Company flew secret surveillance flights over Baltimore in 2008
EXCLUSIVE: Baltimore Police let Persistent Surveillance Systems do demonstrations for FBI, Secret Service
Above: Ohio-based Persistent Surveillance Systems’ camera-mounted planes can record footage of every car and person outside in a 32-square-mile area for hours at a time. (www.pss-1.com)
The aerial surveillance program conducted by the Baltimore Police Department that secretly recorded over 300 hours of citizens’ comings and goings since January is not the first time Persistent Surveillance Systems has spied on city residents.
The police department welcomed the Dayton, Ohio, company to fly over the city in 2008 to demonstrate its surveillance technology to two federal agencies, company president Ross McNutt told The Brew.
“We were showing it to the FBI and the U.S. Secret Service,” McNutt said. “The police in Baltimore let us come in to do a demonstration.”
The company’s camera-mounted plane, which films a 32-square-mile area from thousands of feet overhead and captures and archives this wide-angle footage, was deployed for “three or four days” in “April or May” of 2008, McNutt said.
The flights were intended to win contracts to provide the surveillance service to the federal agencies, not to pitch to the city police department, he said.
Facing a swarm of local media at an August 4 news conference after Bloomberg Businessweek broke the story, Baltimore Police spokesman T.J. Smith described the surveillance as a pilot project.
“This began in 2016,” he said.
Smith has not yet provided a response to The Brew’s request for comment.
Frederick H. Bealefeld III, police commissioner in 2008 during the administration of Mayor Sheila Dixon, also has not responded to a request for comment.
Messages were left for Bealefeld at the corporate offices of Under Armour, where he is currently vice president and chief global security officer.
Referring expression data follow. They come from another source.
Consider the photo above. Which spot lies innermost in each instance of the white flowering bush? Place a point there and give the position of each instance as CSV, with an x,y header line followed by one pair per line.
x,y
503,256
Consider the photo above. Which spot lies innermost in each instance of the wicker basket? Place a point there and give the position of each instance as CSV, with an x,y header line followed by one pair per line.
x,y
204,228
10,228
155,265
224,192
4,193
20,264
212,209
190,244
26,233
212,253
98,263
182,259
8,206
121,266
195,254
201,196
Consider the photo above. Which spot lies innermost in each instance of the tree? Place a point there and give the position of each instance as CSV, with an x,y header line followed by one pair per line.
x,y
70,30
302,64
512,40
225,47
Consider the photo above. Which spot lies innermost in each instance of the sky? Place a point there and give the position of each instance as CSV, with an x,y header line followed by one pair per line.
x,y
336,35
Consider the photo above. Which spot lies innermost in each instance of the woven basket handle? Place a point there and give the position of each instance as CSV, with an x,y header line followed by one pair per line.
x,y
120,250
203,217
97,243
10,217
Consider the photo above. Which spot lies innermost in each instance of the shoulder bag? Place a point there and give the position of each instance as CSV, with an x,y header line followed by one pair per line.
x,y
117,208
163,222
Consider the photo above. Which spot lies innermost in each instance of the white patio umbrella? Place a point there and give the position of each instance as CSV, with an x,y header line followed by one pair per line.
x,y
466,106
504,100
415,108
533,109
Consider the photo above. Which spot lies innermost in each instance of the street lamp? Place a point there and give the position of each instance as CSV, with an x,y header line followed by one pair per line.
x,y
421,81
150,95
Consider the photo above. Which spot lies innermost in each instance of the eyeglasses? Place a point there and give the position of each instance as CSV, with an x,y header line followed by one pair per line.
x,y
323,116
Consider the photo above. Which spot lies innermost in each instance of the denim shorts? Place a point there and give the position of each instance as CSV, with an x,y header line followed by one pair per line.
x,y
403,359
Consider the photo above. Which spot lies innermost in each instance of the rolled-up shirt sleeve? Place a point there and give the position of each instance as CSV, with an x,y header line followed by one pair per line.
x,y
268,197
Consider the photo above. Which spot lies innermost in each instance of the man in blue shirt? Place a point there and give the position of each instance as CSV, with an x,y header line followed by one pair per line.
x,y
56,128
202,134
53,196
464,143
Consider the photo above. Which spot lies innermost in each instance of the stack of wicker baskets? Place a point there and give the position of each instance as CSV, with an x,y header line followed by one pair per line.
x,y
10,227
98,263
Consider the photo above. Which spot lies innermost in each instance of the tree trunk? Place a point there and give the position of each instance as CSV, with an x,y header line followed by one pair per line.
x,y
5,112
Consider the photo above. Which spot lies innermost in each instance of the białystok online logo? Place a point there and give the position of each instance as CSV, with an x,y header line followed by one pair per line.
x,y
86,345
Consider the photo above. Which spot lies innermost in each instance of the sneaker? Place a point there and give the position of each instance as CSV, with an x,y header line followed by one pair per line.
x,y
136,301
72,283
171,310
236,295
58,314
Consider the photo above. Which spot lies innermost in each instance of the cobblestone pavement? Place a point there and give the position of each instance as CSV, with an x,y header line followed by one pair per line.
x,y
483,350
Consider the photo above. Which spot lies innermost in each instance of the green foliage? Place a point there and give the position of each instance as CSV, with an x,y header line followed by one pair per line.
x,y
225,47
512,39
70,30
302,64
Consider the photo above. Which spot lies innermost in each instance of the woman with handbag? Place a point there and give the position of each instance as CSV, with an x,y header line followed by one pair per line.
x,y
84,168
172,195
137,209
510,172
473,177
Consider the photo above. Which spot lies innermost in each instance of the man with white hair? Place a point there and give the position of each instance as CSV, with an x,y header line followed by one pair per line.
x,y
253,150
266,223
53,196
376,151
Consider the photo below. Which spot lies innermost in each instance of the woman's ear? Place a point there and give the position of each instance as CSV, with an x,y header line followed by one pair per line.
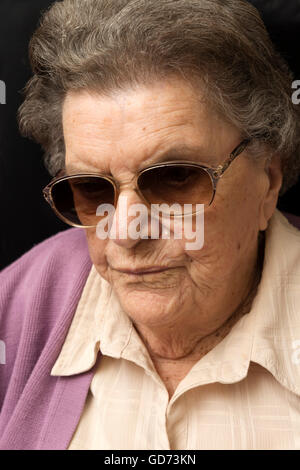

They have not been returned.
More Secrecy, Mistrust
Informed that secret aerial surveillance was conducted eight years earlier than police have said, civil liberties watchdogs have condemned the department for failing to disclose the surveillance at the time and failing to explain its apparently years-long relationship with Persistent Surveillance Systems now.
“The fact that they could not be trusted to tell the truth about the most basic facts with regard to this program reinforces why giving the government the power to watch an entire city and record its activities is an inherently irresponsible thing to do,” said David Rocah, senior staff attorney with the American Civil Liberties Union of Maryland.
“Trust has to be earned,” said Rocah, whose organization called on the city to immediately halt the surveillance program.
Crime Fighting Tool?
The ACLU and other privacy rights advocates, along with some state and local lawmakers, have objected to the surveillance, especially because of the way it was kept hidden from the public.
Funded by a Houston couple, the surveillance program was never subjected to the public scrutiny it would have received as a spending item before the city’s Board of Estimates.
Instead the Laura and John Arnold Foundation’s $360,000 expenditure was passed through the local Baltimore Community Foundation.
Some, including Mayor Stephanie Rawlings-Blake, have urged the public to be open-minded about the potential for the surveillance program to help a violence-plagued city catch criminals and deter crime.
It already has been used to help police identify a individuals charged in crimes, police said.
Maryland Public Defender Paul B. DeWolfe’s office, meanwhile, has said police and prosecutors had an obligation to disclose that information.
State lawmakers and the ACLU plan to draft legislation to regulate government surveillance in Maryland and require public disclosure.
Rocah said he hopes the City Council never decides to employ it.
Hiding in Plain Sight
Reporters have pressed city officials to disclose when they became aware of the surveillance flights and received widely different answers.
Apparently a member of the city State’s Attorney’s Office was briefed about the program on August 12.
“Recently” is all Mayor Stephanie Rawlings-Blake’s spokesman Anthony McCarthy has said on her behalf, when asked when she learned about it.
Determining who in city government knew about the 2008 surveillance flights may not be possible given the length of time that has transpired.
But the fact that Persistent Surveillance was flying its cameras over Baltimore well before January 2016 was not hard to figure out.
A February 5, 2014 Washington Post feature on McNutt and his company noted that his company’s camera-equipped planes had already circled above Baltimore and a number of other cities.
“They’ve been flown above Baltimore; Philadelphia; Compton, Calif.; and Dayton in demonstrations for police,” the Post reported.
A company presentation made in January 2014 included Baltimore on a list of clients who have used Persistent Surveillance.
Among the other events and cities listed were “the Sarah Palin VP Candidate Announcement,” “North Philadelphia, the Philadelphia Police Department,” “El Paso Border Surveillance DEA” and the “NASCSAR BrickYard Indianapolis Motor Speedway.”
The graphics from this presentation are archived by a collaborative research project called Public Intelligence dedicated to guaranteeing the public’s access to information.
They can also be found on Persistent Surveillance Systems’ website.